Re: [RFC v5 PATCH] mm: shmem: make stat.st_blksize return huge page size if THP is on

Hugh Dickins <hughd@xxxxxxxxxx> · Mon, 30 Apr 2018 23:32:42 -0700 (PDT)

On Wed, 25 Apr 2018, Yang Shi wrote:

> Since tmpfs THP was supported in 4.8, hugetlbfs is not the only
> filesystem with huge page support anymore. tmpfs can use huge page via
> THP when mounting by "huge=" mount option.
> 
> When applications use huge page on hugetlbfs, it just need check the
> filesystem magic number, but it is not enough for tmpfs. Make
> stat.st_blksize return huge page size if it is mounted by appropriate
> "huge=" option to give applications a hint to optimize the behavior with
> THP.
> 
> Some applications may not do wisely with THP. For example, QEMU may mmap
> file on non huge page aligned hint address with MAP_FIXED, which results
> in no pages are PMD mapped even though THP is used. Some applications
> may mmap file with non huge page aligned offset. Both behaviors make THP
> pointless.
> 
> statfs.f_bsize still returns 4KB for tmpfs since THP could be split, and it
> also may fallback to 4KB page silently if there is not enough huge page.
> Furthermore, different f_bsize makes max_blocks and free_blocks
> calculation harder but without too much benefit. Returning huge page
> size via stat.st_blksize sounds good enough.
> 
> Since PUD size huge page for THP has not been supported, now it just
> returns HPAGE_PMD_SIZE.
> 
> Signed-off-by: Yang Shi <yang.shi@xxxxxxxxxxxxxxxxx>
> Cc: "Kirill A. Shutemov" <kirill.shutemov@xxxxxxxxxxxxxxx>
> Cc: Hugh Dickins <hughd@xxxxxxxxxx>

Sorry, I have no enthusiasm for this patch; but do I feel strongly
enough to override you and everyone else to NAK it? No, I don't
feel that strongly, maybe st_blksize isn't worth arguing over.

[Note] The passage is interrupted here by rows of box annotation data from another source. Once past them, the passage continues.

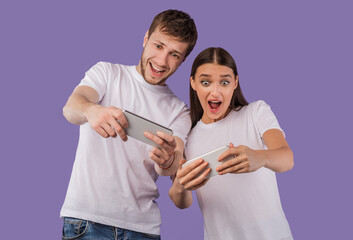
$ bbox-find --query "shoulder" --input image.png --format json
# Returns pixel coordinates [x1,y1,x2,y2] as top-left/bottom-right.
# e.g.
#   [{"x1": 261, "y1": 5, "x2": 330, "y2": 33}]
[
  {"x1": 93, "y1": 61, "x2": 131, "y2": 72},
  {"x1": 240, "y1": 100, "x2": 270, "y2": 113}
]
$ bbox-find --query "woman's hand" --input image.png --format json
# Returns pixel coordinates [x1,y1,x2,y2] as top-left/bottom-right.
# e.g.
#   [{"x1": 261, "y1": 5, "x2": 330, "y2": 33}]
[
  {"x1": 216, "y1": 143, "x2": 265, "y2": 175},
  {"x1": 174, "y1": 159, "x2": 211, "y2": 191}
]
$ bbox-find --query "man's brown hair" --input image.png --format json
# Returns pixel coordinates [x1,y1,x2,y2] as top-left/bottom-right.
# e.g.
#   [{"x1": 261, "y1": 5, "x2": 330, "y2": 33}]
[{"x1": 148, "y1": 9, "x2": 197, "y2": 58}]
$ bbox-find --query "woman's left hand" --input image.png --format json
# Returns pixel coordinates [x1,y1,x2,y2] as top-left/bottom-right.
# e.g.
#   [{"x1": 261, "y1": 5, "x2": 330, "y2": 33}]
[{"x1": 216, "y1": 143, "x2": 265, "y2": 175}]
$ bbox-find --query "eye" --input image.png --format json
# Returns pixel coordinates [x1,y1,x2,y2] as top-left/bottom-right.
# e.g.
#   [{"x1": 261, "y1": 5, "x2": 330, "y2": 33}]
[
  {"x1": 221, "y1": 80, "x2": 229, "y2": 86},
  {"x1": 201, "y1": 80, "x2": 210, "y2": 87},
  {"x1": 172, "y1": 53, "x2": 180, "y2": 59}
]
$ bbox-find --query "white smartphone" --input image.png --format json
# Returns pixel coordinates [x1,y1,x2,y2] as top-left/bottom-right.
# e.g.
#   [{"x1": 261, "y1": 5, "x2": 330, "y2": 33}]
[
  {"x1": 182, "y1": 145, "x2": 234, "y2": 178},
  {"x1": 122, "y1": 109, "x2": 173, "y2": 147}
]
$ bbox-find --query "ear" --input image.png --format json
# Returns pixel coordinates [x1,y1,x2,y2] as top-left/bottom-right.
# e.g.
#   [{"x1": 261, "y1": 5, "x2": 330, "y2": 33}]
[
  {"x1": 142, "y1": 30, "x2": 148, "y2": 47},
  {"x1": 234, "y1": 75, "x2": 239, "y2": 90},
  {"x1": 190, "y1": 77, "x2": 196, "y2": 91}
]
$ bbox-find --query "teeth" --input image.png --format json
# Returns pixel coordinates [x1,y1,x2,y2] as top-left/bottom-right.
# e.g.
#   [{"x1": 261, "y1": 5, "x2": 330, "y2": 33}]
[{"x1": 151, "y1": 63, "x2": 163, "y2": 72}]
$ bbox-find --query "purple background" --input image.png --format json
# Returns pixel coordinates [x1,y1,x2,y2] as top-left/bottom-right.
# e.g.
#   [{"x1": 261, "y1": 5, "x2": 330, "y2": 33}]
[{"x1": 0, "y1": 0, "x2": 353, "y2": 240}]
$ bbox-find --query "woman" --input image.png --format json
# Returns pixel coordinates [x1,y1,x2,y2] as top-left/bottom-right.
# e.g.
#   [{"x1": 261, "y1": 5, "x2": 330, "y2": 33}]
[{"x1": 169, "y1": 48, "x2": 293, "y2": 240}]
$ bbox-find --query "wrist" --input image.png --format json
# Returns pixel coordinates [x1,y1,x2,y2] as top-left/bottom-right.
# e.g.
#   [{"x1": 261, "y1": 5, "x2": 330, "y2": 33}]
[
  {"x1": 158, "y1": 152, "x2": 175, "y2": 170},
  {"x1": 82, "y1": 102, "x2": 99, "y2": 119}
]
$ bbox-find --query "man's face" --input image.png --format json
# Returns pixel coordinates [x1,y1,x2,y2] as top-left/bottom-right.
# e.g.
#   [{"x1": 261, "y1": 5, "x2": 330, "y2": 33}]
[{"x1": 137, "y1": 30, "x2": 188, "y2": 85}]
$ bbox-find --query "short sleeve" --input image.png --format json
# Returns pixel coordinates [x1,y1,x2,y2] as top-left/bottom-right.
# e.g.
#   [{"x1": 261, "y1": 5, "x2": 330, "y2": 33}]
[
  {"x1": 78, "y1": 62, "x2": 111, "y2": 101},
  {"x1": 170, "y1": 106, "x2": 191, "y2": 144},
  {"x1": 254, "y1": 100, "x2": 284, "y2": 137}
]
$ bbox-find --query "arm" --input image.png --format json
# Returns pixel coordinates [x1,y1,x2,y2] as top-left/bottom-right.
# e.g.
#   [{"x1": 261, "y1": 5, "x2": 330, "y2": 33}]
[
  {"x1": 217, "y1": 129, "x2": 294, "y2": 175},
  {"x1": 63, "y1": 86, "x2": 127, "y2": 141},
  {"x1": 169, "y1": 159, "x2": 211, "y2": 209}
]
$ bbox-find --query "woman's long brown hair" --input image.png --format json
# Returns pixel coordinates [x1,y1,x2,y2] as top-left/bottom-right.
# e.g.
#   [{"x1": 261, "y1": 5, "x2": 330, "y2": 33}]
[{"x1": 189, "y1": 47, "x2": 249, "y2": 128}]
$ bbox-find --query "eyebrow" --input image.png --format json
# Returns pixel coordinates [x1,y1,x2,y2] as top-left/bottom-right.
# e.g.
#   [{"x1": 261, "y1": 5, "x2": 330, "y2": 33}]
[
  {"x1": 156, "y1": 40, "x2": 183, "y2": 56},
  {"x1": 199, "y1": 73, "x2": 232, "y2": 78}
]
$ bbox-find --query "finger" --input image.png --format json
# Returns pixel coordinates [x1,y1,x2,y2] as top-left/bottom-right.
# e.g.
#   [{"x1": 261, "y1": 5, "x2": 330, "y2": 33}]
[
  {"x1": 95, "y1": 127, "x2": 109, "y2": 138},
  {"x1": 191, "y1": 178, "x2": 210, "y2": 190},
  {"x1": 179, "y1": 158, "x2": 186, "y2": 168},
  {"x1": 216, "y1": 156, "x2": 246, "y2": 172},
  {"x1": 181, "y1": 162, "x2": 208, "y2": 184},
  {"x1": 184, "y1": 168, "x2": 211, "y2": 190},
  {"x1": 101, "y1": 123, "x2": 116, "y2": 137},
  {"x1": 156, "y1": 131, "x2": 176, "y2": 146},
  {"x1": 180, "y1": 158, "x2": 205, "y2": 176},
  {"x1": 218, "y1": 147, "x2": 242, "y2": 162},
  {"x1": 144, "y1": 131, "x2": 175, "y2": 155},
  {"x1": 151, "y1": 147, "x2": 171, "y2": 166},
  {"x1": 109, "y1": 119, "x2": 127, "y2": 141},
  {"x1": 219, "y1": 161, "x2": 249, "y2": 175},
  {"x1": 148, "y1": 151, "x2": 164, "y2": 166},
  {"x1": 113, "y1": 108, "x2": 129, "y2": 128}
]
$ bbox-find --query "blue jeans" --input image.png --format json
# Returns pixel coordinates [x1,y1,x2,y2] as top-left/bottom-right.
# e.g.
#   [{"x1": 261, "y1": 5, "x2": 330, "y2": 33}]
[{"x1": 62, "y1": 217, "x2": 161, "y2": 240}]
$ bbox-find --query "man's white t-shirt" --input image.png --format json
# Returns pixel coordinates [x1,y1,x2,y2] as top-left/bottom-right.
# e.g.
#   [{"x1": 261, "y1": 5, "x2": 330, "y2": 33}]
[
  {"x1": 60, "y1": 62, "x2": 191, "y2": 234},
  {"x1": 186, "y1": 101, "x2": 293, "y2": 240}
]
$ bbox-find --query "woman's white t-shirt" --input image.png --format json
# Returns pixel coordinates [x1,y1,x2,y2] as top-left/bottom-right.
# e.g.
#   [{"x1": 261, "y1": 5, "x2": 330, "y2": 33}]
[{"x1": 186, "y1": 101, "x2": 293, "y2": 240}]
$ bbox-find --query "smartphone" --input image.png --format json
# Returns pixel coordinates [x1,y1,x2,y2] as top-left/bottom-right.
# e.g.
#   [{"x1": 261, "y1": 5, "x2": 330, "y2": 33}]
[
  {"x1": 122, "y1": 109, "x2": 173, "y2": 147},
  {"x1": 182, "y1": 145, "x2": 234, "y2": 178}
]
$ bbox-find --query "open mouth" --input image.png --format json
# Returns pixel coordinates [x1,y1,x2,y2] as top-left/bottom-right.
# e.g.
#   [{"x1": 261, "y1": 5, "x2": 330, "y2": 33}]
[
  {"x1": 208, "y1": 100, "x2": 222, "y2": 113},
  {"x1": 150, "y1": 63, "x2": 165, "y2": 77}
]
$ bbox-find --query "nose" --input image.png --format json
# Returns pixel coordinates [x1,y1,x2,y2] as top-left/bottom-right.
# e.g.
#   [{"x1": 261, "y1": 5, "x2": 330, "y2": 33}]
[
  {"x1": 211, "y1": 84, "x2": 219, "y2": 97},
  {"x1": 156, "y1": 51, "x2": 168, "y2": 67}
]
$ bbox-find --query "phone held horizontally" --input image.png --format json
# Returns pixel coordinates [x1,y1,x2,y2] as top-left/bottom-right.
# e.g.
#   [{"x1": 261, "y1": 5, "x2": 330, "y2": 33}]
[
  {"x1": 122, "y1": 109, "x2": 173, "y2": 147},
  {"x1": 182, "y1": 145, "x2": 234, "y2": 178}
]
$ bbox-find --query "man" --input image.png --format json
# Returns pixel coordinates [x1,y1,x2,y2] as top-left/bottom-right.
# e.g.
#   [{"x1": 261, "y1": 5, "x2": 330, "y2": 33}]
[{"x1": 61, "y1": 10, "x2": 197, "y2": 239}]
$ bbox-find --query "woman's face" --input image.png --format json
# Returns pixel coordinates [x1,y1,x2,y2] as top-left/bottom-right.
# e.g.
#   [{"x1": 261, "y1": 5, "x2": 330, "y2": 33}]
[{"x1": 190, "y1": 63, "x2": 238, "y2": 124}]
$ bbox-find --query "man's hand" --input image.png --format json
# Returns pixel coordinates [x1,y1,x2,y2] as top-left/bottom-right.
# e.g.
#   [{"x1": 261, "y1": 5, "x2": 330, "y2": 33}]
[
  {"x1": 84, "y1": 104, "x2": 128, "y2": 141},
  {"x1": 174, "y1": 158, "x2": 211, "y2": 192}
]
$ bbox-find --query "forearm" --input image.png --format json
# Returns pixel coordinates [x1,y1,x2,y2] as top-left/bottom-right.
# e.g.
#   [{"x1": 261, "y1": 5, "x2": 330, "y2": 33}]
[
  {"x1": 63, "y1": 86, "x2": 98, "y2": 125},
  {"x1": 256, "y1": 147, "x2": 294, "y2": 172},
  {"x1": 169, "y1": 177, "x2": 192, "y2": 209}
]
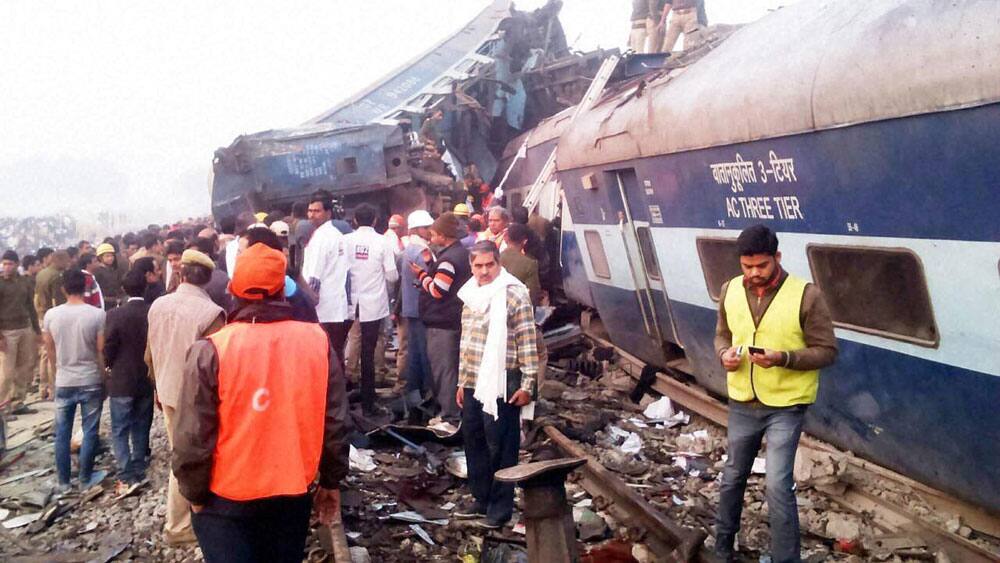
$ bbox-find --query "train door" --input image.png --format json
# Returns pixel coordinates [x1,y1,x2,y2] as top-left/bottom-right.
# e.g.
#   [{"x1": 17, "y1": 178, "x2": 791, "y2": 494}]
[{"x1": 614, "y1": 168, "x2": 681, "y2": 350}]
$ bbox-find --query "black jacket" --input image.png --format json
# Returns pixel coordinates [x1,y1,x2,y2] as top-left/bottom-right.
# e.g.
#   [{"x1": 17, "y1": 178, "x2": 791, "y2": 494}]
[
  {"x1": 171, "y1": 302, "x2": 351, "y2": 504},
  {"x1": 104, "y1": 299, "x2": 153, "y2": 397},
  {"x1": 420, "y1": 241, "x2": 472, "y2": 330}
]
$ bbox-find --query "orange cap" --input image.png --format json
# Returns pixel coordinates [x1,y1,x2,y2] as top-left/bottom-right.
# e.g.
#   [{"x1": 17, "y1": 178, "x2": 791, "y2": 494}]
[{"x1": 229, "y1": 242, "x2": 287, "y2": 301}]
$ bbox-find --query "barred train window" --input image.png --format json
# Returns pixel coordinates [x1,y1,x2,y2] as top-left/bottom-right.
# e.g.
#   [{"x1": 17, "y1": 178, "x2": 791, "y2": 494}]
[
  {"x1": 583, "y1": 231, "x2": 611, "y2": 279},
  {"x1": 635, "y1": 227, "x2": 660, "y2": 280},
  {"x1": 695, "y1": 237, "x2": 743, "y2": 301},
  {"x1": 806, "y1": 244, "x2": 941, "y2": 347}
]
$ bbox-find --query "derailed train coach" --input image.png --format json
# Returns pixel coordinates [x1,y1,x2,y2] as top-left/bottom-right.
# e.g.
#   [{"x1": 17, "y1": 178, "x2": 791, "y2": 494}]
[
  {"x1": 212, "y1": 0, "x2": 603, "y2": 225},
  {"x1": 546, "y1": 0, "x2": 1000, "y2": 511}
]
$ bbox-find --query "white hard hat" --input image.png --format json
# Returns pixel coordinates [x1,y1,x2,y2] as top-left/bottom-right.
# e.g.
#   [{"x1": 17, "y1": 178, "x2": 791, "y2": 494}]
[
  {"x1": 271, "y1": 221, "x2": 291, "y2": 237},
  {"x1": 406, "y1": 209, "x2": 434, "y2": 229}
]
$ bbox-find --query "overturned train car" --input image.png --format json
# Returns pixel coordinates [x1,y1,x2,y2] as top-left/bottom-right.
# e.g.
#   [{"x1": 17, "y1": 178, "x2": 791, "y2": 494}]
[
  {"x1": 540, "y1": 0, "x2": 1000, "y2": 512},
  {"x1": 212, "y1": 0, "x2": 603, "y2": 225}
]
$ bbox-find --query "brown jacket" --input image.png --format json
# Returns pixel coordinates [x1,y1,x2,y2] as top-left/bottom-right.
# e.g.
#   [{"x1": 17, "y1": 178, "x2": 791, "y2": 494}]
[
  {"x1": 715, "y1": 270, "x2": 837, "y2": 371},
  {"x1": 500, "y1": 248, "x2": 542, "y2": 306},
  {"x1": 171, "y1": 302, "x2": 351, "y2": 504}
]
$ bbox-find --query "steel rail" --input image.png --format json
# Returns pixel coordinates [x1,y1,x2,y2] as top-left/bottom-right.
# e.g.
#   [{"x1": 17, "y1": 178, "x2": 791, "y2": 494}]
[
  {"x1": 545, "y1": 426, "x2": 707, "y2": 562},
  {"x1": 585, "y1": 332, "x2": 1000, "y2": 563}
]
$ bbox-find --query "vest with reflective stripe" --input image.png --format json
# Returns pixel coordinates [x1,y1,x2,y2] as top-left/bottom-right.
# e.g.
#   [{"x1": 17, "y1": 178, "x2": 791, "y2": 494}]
[
  {"x1": 209, "y1": 321, "x2": 329, "y2": 501},
  {"x1": 725, "y1": 275, "x2": 819, "y2": 407}
]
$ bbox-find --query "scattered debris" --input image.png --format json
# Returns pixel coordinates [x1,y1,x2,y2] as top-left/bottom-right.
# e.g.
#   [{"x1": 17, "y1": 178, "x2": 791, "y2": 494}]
[
  {"x1": 642, "y1": 397, "x2": 674, "y2": 421},
  {"x1": 389, "y1": 511, "x2": 448, "y2": 526},
  {"x1": 3, "y1": 512, "x2": 42, "y2": 530},
  {"x1": 573, "y1": 507, "x2": 608, "y2": 541}
]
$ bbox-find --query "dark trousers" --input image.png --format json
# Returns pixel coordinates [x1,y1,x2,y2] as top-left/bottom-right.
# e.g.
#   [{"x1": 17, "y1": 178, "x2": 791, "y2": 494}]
[
  {"x1": 108, "y1": 395, "x2": 153, "y2": 483},
  {"x1": 405, "y1": 317, "x2": 431, "y2": 396},
  {"x1": 320, "y1": 321, "x2": 351, "y2": 373},
  {"x1": 191, "y1": 494, "x2": 312, "y2": 563},
  {"x1": 426, "y1": 327, "x2": 462, "y2": 423},
  {"x1": 361, "y1": 319, "x2": 384, "y2": 410},
  {"x1": 462, "y1": 388, "x2": 521, "y2": 522},
  {"x1": 715, "y1": 401, "x2": 806, "y2": 563}
]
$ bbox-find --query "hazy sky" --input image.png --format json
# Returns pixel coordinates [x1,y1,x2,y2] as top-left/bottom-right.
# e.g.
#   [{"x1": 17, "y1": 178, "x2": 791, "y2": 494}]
[{"x1": 0, "y1": 0, "x2": 796, "y2": 222}]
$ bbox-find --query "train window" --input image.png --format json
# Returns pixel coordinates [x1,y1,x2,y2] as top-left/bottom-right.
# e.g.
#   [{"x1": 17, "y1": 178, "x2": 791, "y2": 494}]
[
  {"x1": 583, "y1": 231, "x2": 611, "y2": 280},
  {"x1": 806, "y1": 244, "x2": 940, "y2": 347},
  {"x1": 635, "y1": 227, "x2": 660, "y2": 280},
  {"x1": 695, "y1": 237, "x2": 743, "y2": 301},
  {"x1": 337, "y1": 156, "x2": 358, "y2": 174}
]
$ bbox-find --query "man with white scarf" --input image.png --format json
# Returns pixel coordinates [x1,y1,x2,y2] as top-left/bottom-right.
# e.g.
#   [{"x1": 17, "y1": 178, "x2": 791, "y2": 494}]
[{"x1": 455, "y1": 241, "x2": 538, "y2": 529}]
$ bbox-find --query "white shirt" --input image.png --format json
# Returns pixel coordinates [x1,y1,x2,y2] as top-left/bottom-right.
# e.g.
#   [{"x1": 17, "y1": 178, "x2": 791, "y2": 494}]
[
  {"x1": 302, "y1": 221, "x2": 351, "y2": 323},
  {"x1": 226, "y1": 237, "x2": 240, "y2": 277},
  {"x1": 382, "y1": 229, "x2": 406, "y2": 259},
  {"x1": 344, "y1": 227, "x2": 399, "y2": 322}
]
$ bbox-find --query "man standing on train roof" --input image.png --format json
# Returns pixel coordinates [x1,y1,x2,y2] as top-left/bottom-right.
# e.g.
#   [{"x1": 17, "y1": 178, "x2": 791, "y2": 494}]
[
  {"x1": 302, "y1": 190, "x2": 351, "y2": 369},
  {"x1": 715, "y1": 225, "x2": 837, "y2": 563}
]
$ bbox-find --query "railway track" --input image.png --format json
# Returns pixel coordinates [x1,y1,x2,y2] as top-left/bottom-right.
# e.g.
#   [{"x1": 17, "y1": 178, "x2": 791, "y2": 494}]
[{"x1": 584, "y1": 331, "x2": 1000, "y2": 563}]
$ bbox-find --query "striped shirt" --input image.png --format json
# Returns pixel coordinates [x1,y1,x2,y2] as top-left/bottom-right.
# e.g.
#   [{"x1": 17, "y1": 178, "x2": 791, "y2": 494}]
[
  {"x1": 458, "y1": 285, "x2": 539, "y2": 393},
  {"x1": 418, "y1": 251, "x2": 455, "y2": 299}
]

We did look at struct stat when designing huge tmpfs, to see if there
were any fields that should be adjusted for it; but concluded none.
Yes, it would sometimes be nice to have a quickly accessible indicator
for when tmpfs has been mounted huge (scanning /proc/mounts for options
can be tiresome, agreed); but since tmpfs tries to supply huge (or not)
pages transparently, no difference seemed right.

So, because st_blksize is a not very useful field of struct stat,
with "size" in the name, we're going to put HPAGE_PMD_SIZE in there
instead of PAGE_SIZE, if the tmpfs was mounted with one of the huge
"huge" options (force or always, okay; within_size or advise, not so
much). Though HPAGE_PMD_SIZE is no more its "preferred I/O size" or
"blocksize for file system I/O" than PAGE_SIZE was.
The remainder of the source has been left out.